In this column, Ben Witherington III answers questions about:
Research on Luke 16:19-31 indicates that the Pharisees and others of Jesus' day perceived wealth to be a sign of God's favor. Hence, Jesus' story [about Lazarus and the rich man] was intended to correct this thinking.
Oddly, research on James 2:5 (particularly from Peter H. Davids's commentary on James) indicates that the popular opinion was that poverty signified God's favor/election. Can you make sense of these apparently contradictory claims? --Greg H.
While it is true, if one reads the book of Proverbs, that wealth is sometimes seen as a blessing from God, poverty is never viewed as a blessing, not even in James. James suggests that wealth is not necessarily a sign of God's blessing, and that the poor can often be closer to God than the wealthy--indeed, that poverty can be the stimulus that drives one to God.
Is there biblical support for withholding charity in certain cases? A year ago a man was hired at my husband's workplace, and at the time the boss told my husband he was doing it as a charitable act because the man has had trouble with drugs and is practically penniless. Without subjecting you to a huge litany of gripes, however, suffice it to say that the man is a very poor worker, usually arrives late and leaves early, often doesn't show up at all, and has a terrible temper. He's a big man, and the other employees are rather afraid of him. They're also demoralized because they know they would have been fired a long time ago if they performed as poorly as he does. The boss is aware of the problems but has done nothing, as far as anyone knows.
I seem to recall that the Bible has something to say about this--something about knowing the person you're giving charity to--but I haven't been able to find the verse. --Anonymous
This falls under the category of being wise as serpents and innocent as doves. I would suggest that you look over the Sermon on the Mount in Matthew 5-7. Compassion and charity are acts that should be done wholeheartedly, of course, but giving someone a job which then hurts other workers is not compassionate towards those other workers. Compassion must be exercised wisely.

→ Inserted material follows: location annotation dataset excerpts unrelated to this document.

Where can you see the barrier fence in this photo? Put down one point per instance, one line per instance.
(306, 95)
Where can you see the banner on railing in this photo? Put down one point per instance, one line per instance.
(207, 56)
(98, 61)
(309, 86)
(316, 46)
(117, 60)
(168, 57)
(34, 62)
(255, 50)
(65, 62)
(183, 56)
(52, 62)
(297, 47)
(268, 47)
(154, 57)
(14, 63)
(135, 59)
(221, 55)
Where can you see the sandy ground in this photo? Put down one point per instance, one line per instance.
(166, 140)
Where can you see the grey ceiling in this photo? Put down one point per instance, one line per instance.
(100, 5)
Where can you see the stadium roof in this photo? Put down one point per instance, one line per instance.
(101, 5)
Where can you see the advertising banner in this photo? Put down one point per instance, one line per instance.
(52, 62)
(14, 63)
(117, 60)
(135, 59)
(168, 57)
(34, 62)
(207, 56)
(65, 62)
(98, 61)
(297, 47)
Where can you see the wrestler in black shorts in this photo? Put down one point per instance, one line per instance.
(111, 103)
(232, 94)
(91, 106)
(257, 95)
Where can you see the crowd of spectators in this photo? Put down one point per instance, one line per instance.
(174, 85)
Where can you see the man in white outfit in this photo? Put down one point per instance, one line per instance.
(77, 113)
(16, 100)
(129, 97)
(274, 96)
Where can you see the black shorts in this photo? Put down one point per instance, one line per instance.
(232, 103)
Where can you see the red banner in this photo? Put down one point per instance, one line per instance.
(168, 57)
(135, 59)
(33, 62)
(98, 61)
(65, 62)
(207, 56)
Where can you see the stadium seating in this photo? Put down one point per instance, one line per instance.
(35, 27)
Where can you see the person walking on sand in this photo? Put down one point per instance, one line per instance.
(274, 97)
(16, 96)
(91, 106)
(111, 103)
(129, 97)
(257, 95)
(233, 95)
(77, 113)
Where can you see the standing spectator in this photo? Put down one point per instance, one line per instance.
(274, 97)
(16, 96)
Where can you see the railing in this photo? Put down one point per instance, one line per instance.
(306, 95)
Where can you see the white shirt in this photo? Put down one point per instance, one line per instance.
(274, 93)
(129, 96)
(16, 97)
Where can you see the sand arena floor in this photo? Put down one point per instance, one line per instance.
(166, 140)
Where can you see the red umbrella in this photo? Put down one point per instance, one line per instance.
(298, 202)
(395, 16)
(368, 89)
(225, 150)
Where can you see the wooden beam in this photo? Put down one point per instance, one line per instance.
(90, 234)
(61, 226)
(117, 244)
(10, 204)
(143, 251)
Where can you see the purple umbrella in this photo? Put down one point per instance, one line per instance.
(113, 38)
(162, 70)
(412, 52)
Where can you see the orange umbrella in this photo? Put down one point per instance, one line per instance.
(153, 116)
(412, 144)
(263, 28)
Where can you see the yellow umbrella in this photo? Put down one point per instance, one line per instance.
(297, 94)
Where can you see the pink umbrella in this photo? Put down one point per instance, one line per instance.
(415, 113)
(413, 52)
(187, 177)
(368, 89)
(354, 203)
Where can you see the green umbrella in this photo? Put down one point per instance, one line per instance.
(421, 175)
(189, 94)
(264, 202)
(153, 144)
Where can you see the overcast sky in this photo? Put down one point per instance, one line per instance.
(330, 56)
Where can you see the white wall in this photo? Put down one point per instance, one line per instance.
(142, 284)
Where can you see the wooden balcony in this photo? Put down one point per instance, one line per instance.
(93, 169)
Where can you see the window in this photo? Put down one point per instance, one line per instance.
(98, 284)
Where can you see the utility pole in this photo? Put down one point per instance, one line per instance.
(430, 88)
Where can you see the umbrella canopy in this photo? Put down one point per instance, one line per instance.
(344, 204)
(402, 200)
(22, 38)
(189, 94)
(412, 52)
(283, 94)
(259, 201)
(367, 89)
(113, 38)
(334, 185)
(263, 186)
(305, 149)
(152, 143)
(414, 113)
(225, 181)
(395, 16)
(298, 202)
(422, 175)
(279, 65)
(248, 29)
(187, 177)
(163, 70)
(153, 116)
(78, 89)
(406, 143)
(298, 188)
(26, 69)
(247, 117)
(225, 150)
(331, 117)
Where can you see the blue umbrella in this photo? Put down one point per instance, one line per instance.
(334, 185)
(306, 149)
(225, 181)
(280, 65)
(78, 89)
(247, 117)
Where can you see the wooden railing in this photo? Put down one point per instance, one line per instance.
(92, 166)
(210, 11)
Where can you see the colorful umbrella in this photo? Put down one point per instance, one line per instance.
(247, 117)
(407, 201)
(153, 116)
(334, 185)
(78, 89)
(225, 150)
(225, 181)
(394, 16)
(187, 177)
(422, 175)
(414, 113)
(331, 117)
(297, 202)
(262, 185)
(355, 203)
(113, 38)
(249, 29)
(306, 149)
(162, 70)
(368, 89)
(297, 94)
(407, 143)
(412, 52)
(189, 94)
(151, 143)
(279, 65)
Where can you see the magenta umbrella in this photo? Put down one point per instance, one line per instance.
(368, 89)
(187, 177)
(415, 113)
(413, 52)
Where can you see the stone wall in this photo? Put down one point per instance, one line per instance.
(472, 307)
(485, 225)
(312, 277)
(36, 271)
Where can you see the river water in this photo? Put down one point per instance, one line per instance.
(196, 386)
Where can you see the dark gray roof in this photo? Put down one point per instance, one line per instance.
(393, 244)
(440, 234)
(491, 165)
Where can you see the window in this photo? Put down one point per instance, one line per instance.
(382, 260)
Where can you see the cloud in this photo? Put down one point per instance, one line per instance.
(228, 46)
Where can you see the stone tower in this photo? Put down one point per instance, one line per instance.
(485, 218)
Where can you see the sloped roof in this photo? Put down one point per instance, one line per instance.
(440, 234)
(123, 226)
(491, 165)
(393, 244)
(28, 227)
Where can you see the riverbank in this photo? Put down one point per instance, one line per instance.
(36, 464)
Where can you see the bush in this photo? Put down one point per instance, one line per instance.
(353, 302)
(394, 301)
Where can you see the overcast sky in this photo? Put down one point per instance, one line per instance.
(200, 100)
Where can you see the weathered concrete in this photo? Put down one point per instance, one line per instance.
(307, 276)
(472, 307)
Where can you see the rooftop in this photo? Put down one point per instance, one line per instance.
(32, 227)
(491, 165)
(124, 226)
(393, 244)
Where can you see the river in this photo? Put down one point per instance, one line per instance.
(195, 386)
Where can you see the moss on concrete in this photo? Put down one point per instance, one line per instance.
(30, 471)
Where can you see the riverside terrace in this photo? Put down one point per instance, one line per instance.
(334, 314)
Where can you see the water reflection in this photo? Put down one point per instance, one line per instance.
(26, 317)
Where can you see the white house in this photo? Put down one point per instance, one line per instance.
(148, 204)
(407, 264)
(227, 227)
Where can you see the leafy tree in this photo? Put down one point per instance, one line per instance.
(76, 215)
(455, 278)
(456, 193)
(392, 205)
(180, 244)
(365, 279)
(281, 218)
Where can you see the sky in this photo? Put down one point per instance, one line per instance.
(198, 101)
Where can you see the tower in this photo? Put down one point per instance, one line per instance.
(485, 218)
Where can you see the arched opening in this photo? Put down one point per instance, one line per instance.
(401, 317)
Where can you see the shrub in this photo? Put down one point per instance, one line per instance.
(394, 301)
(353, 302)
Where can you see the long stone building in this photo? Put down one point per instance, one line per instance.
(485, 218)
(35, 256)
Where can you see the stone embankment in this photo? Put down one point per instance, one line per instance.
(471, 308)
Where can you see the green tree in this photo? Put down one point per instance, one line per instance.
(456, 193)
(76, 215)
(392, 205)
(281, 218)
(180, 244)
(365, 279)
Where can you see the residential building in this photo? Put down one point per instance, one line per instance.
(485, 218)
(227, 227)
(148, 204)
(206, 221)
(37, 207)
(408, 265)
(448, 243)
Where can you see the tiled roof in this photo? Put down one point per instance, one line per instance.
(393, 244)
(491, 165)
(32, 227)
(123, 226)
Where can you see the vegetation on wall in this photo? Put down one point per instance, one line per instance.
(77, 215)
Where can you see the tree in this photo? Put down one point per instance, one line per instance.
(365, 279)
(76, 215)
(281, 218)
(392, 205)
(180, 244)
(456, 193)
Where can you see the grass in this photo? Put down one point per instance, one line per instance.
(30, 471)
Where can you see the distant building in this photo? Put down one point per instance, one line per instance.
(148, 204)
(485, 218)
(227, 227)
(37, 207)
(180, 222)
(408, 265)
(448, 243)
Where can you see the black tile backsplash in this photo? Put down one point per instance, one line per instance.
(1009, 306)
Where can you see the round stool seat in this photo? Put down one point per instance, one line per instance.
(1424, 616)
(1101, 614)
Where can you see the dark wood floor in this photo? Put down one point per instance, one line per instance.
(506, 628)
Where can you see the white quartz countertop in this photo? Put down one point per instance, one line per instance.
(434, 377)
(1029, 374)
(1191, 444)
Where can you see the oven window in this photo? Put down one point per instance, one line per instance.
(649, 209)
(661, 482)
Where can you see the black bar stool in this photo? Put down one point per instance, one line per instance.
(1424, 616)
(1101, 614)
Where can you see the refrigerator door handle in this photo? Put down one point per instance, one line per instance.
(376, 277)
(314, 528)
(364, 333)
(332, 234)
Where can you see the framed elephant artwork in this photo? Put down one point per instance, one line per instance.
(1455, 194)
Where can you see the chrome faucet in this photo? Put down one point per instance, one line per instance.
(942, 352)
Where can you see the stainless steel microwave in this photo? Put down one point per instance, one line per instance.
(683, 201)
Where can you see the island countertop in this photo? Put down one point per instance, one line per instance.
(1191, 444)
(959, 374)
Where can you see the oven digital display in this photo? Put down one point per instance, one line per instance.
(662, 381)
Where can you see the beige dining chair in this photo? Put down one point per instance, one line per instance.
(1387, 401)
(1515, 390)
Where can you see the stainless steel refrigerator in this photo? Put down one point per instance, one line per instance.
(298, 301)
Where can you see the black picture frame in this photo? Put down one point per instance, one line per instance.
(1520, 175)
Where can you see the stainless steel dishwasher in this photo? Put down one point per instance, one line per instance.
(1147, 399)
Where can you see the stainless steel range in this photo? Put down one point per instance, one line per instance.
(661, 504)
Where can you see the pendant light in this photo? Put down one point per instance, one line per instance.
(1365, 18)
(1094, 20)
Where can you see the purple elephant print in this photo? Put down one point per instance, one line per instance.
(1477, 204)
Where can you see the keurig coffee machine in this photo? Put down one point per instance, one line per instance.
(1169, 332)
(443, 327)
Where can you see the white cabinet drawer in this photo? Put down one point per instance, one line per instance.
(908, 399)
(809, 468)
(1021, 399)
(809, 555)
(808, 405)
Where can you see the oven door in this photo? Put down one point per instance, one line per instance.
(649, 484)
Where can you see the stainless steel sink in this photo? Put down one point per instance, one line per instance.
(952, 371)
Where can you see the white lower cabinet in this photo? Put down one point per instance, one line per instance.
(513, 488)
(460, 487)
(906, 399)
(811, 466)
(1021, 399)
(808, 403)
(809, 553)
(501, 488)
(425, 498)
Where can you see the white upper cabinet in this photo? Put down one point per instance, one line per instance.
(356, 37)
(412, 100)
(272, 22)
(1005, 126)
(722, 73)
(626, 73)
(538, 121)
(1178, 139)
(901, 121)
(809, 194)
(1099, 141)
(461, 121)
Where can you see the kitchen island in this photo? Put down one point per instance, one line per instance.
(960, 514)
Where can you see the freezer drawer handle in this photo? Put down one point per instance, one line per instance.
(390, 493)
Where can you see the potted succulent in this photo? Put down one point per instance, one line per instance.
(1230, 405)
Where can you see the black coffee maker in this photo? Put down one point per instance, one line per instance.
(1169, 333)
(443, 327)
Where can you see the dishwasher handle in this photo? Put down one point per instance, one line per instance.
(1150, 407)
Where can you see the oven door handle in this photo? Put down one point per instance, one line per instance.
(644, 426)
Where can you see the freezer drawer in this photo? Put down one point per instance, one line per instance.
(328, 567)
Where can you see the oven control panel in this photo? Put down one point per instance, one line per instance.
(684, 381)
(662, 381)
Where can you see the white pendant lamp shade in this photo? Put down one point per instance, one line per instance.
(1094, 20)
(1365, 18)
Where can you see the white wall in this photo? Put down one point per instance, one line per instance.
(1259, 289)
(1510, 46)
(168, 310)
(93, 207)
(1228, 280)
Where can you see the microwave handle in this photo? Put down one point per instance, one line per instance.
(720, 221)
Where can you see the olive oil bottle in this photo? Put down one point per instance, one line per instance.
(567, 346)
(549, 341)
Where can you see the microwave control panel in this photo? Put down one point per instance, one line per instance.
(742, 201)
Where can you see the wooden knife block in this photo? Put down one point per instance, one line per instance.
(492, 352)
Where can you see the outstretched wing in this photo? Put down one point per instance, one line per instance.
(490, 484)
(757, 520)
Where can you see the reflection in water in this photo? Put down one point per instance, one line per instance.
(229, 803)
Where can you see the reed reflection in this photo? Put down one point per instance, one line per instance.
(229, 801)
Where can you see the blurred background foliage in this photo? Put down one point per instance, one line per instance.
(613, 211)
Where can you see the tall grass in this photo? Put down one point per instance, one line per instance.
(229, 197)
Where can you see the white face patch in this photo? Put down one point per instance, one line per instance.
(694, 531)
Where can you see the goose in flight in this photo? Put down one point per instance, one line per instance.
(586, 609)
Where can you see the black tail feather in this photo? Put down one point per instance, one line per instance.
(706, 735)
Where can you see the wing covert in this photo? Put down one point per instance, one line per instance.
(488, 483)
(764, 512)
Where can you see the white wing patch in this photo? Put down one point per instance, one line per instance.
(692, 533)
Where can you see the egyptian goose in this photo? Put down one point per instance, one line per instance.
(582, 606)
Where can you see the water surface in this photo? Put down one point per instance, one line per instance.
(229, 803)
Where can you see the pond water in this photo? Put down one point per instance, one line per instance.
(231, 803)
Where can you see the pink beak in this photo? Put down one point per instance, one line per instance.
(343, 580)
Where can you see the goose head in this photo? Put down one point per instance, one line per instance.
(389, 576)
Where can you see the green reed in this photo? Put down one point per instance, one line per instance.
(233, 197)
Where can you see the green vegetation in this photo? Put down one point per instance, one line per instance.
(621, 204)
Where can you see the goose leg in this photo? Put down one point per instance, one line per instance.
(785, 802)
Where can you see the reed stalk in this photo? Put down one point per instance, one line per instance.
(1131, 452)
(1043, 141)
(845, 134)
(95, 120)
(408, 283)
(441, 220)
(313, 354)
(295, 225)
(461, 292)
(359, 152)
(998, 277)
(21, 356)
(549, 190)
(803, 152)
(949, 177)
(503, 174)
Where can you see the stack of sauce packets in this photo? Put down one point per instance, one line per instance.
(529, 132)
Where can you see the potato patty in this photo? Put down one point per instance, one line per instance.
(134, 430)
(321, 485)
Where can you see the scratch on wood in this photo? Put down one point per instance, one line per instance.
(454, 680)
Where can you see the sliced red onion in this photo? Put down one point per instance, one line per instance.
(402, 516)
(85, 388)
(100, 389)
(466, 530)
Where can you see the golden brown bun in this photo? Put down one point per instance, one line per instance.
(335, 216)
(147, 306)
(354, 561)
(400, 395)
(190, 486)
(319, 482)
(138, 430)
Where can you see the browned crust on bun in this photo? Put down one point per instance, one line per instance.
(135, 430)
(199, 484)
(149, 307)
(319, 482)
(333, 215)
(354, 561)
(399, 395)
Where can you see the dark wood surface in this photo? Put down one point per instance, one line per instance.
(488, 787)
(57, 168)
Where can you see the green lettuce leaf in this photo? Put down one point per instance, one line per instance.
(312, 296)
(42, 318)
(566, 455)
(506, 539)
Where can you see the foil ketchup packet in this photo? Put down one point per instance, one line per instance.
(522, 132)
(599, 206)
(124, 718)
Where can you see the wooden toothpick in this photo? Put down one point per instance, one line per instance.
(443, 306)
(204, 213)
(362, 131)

I have a very devoted Christian friend who has taught her kids that when they are sick, it is Satan trying to "get" them. I was shocked at this as her child developed strep throat and was at her bedroom door shivering with sickness and fever, saying, 'Satan, Satan'...Is this true to Christian belief? And if it is, where in the Bible does it say that getting an organic sickness is due to the devil? --Mary Kay B.
This is certainly not a Christian perspective. Consider, for example, what Jesus says in John 9 about the man born blind. He says that it is neither because he had sinned nor because his parents had sinned that he was in this condition. There is no one-to-one correlation in the Bible between sickness and sin, or between sickness and the Devil, for that matter. Satan is linked to one and only one particular condition in the New Testament--namely demon possession, and strep throat definitely doesn't fall under the heading of demon possession. To demonize all illness is to give the Devil way too much credit.
Can you give me the verse and scriptures in the Bible that explain who gets into heaven and under what circumstances? --Ayanna
There is very little discussion about dying and going to heaven in the New Testament, so I am not surprised you have not found the appropriate verses. What is discussed in the New Testament frequently is the means of salvation which is repeatedly said to be Jesus, whether we think of the Johannine "I am the way the truth and the life, no one comes to the Father but by me" (John 14:6) or "there is no other name under heaven by which we may be saved" (Acts 4:12). Jesus is certainly portrayed in the New Testament as the exclusive means of salvation for anyone.
Which of the Ten Commandments was not followed or enforced in the New Testament? I located 1, 5, 6, 7, 8, 9, and 10. But I was having trouble finding 2, 3, and 4. --scotland_dreamer
The Sabbath commandment was not reinforced in the Christian era--see, for example, what Paul says about keeping Sabbaths in Colossians 2:16. Christians worshipped on the Lord's Day, or Sunday, not on the Jewish Sabbath, and did not feel they had to keep the Jewish Sabbath anymore.